Schon in den Tagen des Rücktritts von Josef Pröll hat die „Presse“ den aktuellen Zustand der ÖVP so charakterisiert: „Stärker als alle anderen Parteien repräsentiert sie das Grundproblem des politischen Systems in Österreich: Es ist hoffnungslos von gestern und wird von einer Funktionärskaste beherrscht, in der nicht an die Macht der Ideen geglaubt wird, sondern an die Idee der Macht … Michael Spindelegger ist der perfekte Obmann für die ÖVP. Da sie ohnehin nur noch in der Vertretung der letzten verbliebenen Klientel, nämlich der Beamten und der Bauern, besteht, hat es nach zwei Jahren mit einem Agrarlobbyisten an der Spitze in der Parteilogik Sinn, nun einen Mann des Beamten- und Angestelltenbundes nach oben zu hieven.“

Es ist charakteristisch, dass der Wirtschaftsbund, in dessen Reihen doch auch Leute sitzen, die nicht ausschließlich „Funktionäre“ sind, bei dieser Kür am wenigsten zu reden hatte, obwohl ihm mit Wolfgang Schüssel der erfolgreichste und mit Erhard Busek der ideenreichste VP-Obmann entstammen und er mit Reinhold Mitterlehner den attraktivsten Kandidaten vorwies.

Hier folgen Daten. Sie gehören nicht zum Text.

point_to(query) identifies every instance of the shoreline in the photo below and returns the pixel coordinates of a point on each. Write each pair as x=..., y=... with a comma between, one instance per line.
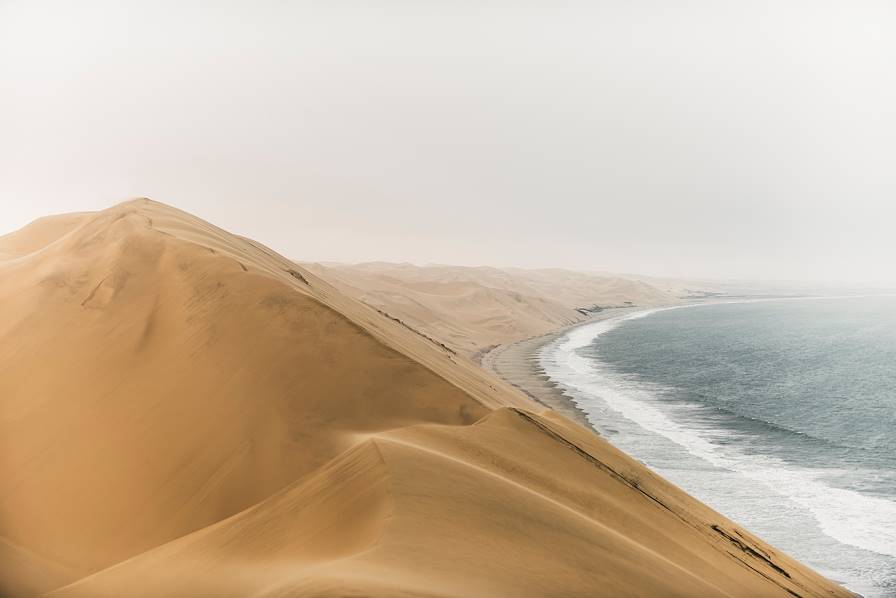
x=516, y=363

Der verschnupfte Bundeskämmerer Christoph Leitl und der verzweifelte Erhard Busek meinen, die ÖVP hätte besser zuerst herausgefunden, wofür sie eigentlich steht und wo sie hinwill, und dann erst einen neuen Lenker gekürt. So gut das klingt, möchte ich widersprechen: So wie die SPÖ seinerzeit zuerst in Bruno Kreisky einen Obmann neuen Zuschnitts gebraucht hat, ehe der ihr ein neues Profil geben konnte, hätte auch die ÖVP zuerst eine Persönlichkeit zum Obmann gebraucht, die fähig ist, die Partei mit einem neuen Geist zu erfüllen.

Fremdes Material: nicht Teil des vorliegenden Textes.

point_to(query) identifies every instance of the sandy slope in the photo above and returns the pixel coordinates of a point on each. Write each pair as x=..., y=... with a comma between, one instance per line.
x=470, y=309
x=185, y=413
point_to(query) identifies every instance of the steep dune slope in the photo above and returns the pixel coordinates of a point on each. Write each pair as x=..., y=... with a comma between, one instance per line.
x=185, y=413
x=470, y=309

Doch eben das macht ihr ihre Struktur so schwer wie möglich: Die „Funktionärskaste“ der Bünde reproduziert vor allem bündische Funktionäre, und die „Landesfürsten“ wollen niemanden, der ihre Macht begrenzt. Wann immer Josef Pröll das in seiner Amtszeit versuchte, haben sie ihn gezüchtigt.

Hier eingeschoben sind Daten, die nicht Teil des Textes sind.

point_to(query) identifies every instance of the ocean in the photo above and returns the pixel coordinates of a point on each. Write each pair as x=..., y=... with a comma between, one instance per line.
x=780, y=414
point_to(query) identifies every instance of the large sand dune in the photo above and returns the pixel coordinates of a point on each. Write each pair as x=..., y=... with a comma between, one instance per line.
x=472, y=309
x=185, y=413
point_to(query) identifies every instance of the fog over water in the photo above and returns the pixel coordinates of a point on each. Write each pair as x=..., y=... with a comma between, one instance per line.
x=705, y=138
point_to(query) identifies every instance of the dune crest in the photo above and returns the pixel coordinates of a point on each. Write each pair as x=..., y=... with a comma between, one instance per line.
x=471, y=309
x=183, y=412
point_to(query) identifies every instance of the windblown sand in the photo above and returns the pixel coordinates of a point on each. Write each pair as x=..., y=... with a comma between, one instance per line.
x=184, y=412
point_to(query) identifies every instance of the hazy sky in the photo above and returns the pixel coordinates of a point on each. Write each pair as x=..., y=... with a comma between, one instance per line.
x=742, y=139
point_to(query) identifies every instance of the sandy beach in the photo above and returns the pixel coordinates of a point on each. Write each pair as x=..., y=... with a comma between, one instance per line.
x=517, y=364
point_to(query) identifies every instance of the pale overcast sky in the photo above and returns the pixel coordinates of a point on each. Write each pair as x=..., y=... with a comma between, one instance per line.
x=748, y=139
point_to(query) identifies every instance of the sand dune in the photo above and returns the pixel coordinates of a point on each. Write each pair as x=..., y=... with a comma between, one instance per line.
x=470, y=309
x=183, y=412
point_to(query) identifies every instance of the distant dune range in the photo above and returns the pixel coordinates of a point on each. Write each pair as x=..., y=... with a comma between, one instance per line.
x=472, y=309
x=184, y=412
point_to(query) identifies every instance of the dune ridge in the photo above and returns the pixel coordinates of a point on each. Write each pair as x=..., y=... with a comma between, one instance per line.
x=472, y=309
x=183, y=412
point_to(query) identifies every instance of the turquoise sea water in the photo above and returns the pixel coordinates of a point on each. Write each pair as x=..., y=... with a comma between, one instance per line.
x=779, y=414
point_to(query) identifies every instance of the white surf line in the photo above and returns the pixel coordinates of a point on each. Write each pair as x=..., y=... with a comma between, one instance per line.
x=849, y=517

Der eigentliche Herr der ÖVP ist Erwin Pröll, der stolz darauf ist, in seinem Leben nur ein einziges Buch gelesen zu haben. Deshalb ist die ÖVP nicht zu reformieren, sondern nur neu zu erfinden: als rechtsliberale Reformpartei, die all das auf ihre Fahnen schreibt, was die ÖVP (und kaum minder die SPÖ) links liegen lässt:

• Es muss zu einer kostensparenden Arbeitsteilung zwischen Bund und Ländern ohne Rücksicht auf den feudalen Besitzstand der „Landesfürsten“ kommen.

• Das Geld, das sich auf diese Weise sparen lässt, muss Schulen und Universitäten zugute kommen.

• Das Wahlrecht muss so reformiert werden, dass die Wähler ihre Mandatare auch wählen und bei Versagen abberufen können. Und es muss Alleinregierungen zur häufigsten, nicht zur seltensten Regierungsform machen. Das geht nicht schnell – aber es geht. Wenn man es ­angeht.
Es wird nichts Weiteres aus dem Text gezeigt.